|Papi grew up in the streets of Chalatenango, El Salvador; |
photo cred: Papi, April 2015
I was born into a family of fighters. Papi and his family were raised fighting injustice during the Salvadoran civil war. My brother learned to confront adversity with rage both in the street and at home. My sister used her voice and fists to protect herself. I actively threw left hooks of silence and Mami fought on her knees. Still, we descended from lineages of revolutionary warriors.
Strapped with this legacy, my father and two of his sisters immigrated to the US carrying invisible knapsacks; heavy with stories of their traumatic yet heroic past. But trauma always has its aftermath; and growing up in the crossfire, with two murdered brothers, weighed Papi down. While survivors of violence need an outlet to heal and process the past, there was no healthy escape for my father. So the home became ground zero. As children, we learned from Papi to stand up to the weapons that came for us. I was born and bred to fight.
Yet, before I walk out the door, girded and ready, I remember to use another weapon, prayer. I remember, Mami fought too. On bended-knee, Mami showed that prayer and meditation were powerful weapons that yielded results.
Others used influence, superiority and charged power, to face oppressive forces. But God’s strategies are different: 'Not by might nor by power, but by my Spirit,' says the LORD Almighty.” (Zechariah 4:6) To a fighter, every weapon counts, especially if it's effective.

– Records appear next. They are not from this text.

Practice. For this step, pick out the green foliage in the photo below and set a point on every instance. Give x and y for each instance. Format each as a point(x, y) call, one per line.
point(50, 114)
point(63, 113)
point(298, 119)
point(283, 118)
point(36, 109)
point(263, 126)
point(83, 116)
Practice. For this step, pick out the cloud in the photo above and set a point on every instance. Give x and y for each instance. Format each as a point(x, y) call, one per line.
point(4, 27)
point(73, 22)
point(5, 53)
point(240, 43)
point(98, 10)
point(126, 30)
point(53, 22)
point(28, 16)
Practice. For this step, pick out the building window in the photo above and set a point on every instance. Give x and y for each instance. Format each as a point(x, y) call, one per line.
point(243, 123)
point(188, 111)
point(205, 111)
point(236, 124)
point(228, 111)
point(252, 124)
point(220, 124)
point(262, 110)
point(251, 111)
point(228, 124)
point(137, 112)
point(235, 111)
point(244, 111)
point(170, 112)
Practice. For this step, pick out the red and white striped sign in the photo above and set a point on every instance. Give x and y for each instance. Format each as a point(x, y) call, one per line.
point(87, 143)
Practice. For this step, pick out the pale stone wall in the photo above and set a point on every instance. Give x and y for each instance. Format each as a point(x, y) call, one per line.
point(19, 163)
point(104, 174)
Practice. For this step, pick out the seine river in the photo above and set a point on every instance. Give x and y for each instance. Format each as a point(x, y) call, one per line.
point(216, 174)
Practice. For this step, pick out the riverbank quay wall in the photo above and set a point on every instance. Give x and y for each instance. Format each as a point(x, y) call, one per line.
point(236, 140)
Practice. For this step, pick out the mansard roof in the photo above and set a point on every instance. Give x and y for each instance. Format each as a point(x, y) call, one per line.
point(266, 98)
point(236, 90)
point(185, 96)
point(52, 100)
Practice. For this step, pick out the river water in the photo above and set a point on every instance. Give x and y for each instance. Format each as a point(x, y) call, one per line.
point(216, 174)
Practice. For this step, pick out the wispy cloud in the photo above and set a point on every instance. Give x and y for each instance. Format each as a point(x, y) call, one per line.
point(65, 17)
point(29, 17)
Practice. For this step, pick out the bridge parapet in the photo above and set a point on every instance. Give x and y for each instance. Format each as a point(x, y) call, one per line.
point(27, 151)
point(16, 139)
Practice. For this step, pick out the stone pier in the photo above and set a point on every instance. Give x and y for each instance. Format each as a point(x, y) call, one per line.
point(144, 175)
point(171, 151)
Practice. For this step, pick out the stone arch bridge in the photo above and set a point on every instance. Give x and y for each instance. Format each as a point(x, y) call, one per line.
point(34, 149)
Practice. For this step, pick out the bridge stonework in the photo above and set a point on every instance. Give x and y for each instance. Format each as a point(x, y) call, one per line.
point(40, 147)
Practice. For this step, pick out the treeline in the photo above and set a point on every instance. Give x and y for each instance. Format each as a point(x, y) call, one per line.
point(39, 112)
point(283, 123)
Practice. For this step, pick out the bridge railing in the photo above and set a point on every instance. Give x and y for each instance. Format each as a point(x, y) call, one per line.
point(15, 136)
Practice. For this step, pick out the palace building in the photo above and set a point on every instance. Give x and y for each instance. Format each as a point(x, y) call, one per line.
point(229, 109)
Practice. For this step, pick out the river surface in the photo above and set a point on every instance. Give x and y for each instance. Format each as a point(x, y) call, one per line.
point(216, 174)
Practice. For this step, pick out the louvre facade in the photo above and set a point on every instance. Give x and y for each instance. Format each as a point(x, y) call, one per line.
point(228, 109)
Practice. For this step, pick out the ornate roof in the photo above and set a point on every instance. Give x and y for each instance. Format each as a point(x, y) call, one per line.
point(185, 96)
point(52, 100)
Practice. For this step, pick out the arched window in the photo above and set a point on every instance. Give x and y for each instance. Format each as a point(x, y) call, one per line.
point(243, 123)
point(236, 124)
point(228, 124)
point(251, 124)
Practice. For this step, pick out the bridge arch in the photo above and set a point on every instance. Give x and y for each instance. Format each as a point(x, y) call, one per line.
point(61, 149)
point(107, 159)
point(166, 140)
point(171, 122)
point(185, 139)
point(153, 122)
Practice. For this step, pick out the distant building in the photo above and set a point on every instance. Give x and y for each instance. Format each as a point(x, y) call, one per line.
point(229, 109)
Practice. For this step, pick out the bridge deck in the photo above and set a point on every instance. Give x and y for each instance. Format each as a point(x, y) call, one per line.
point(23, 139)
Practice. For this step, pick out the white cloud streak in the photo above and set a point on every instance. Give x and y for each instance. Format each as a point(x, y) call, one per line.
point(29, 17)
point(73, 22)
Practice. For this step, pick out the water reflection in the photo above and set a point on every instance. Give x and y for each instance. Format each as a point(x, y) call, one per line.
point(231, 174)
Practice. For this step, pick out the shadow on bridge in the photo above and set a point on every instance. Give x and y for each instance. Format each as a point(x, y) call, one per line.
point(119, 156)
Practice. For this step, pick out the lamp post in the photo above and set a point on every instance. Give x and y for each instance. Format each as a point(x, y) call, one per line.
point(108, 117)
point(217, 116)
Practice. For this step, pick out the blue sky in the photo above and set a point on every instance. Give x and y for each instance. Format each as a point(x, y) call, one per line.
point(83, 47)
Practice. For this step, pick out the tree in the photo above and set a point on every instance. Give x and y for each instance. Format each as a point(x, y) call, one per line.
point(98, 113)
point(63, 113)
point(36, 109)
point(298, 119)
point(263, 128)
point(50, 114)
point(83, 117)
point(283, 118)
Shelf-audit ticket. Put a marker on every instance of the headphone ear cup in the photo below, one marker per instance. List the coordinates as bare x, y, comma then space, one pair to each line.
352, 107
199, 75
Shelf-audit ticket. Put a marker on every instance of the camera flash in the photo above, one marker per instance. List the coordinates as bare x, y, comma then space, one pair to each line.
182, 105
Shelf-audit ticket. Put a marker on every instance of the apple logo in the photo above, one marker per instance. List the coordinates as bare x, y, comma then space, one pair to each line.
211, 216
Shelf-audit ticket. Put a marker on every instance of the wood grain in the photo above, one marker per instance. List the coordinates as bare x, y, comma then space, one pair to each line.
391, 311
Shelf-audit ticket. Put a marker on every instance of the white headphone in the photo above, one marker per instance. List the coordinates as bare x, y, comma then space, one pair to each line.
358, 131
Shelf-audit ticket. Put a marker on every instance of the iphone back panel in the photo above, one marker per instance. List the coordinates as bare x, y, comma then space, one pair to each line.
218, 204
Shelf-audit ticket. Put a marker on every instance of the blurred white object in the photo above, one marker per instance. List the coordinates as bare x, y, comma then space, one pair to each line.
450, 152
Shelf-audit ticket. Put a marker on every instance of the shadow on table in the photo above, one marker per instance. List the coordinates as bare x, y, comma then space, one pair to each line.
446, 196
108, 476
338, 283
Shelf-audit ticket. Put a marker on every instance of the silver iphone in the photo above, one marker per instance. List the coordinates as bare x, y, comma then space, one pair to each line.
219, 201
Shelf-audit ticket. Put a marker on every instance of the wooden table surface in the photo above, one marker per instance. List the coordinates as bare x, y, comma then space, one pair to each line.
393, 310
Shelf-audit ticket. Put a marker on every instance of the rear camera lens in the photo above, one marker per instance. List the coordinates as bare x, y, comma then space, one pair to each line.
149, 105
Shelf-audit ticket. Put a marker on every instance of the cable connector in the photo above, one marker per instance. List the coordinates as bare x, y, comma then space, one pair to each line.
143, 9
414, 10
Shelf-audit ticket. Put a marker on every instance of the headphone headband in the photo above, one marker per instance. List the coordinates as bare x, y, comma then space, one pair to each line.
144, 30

While Baltimore makes sense to me, I ask the Great Spirit to shift something in me--to assuage the rage I feel for this beloved country. Because this rage can equally destroy me. With the hope of becoming a strategic fighter, I read more scripture: “The weapons we fight with are not the weapons of the world. On the contrary, they have divine power to demolish strongholds.” (2 Cor. 10:4) Armed with these sacred reminders, I am left with no other option but to continue fighting.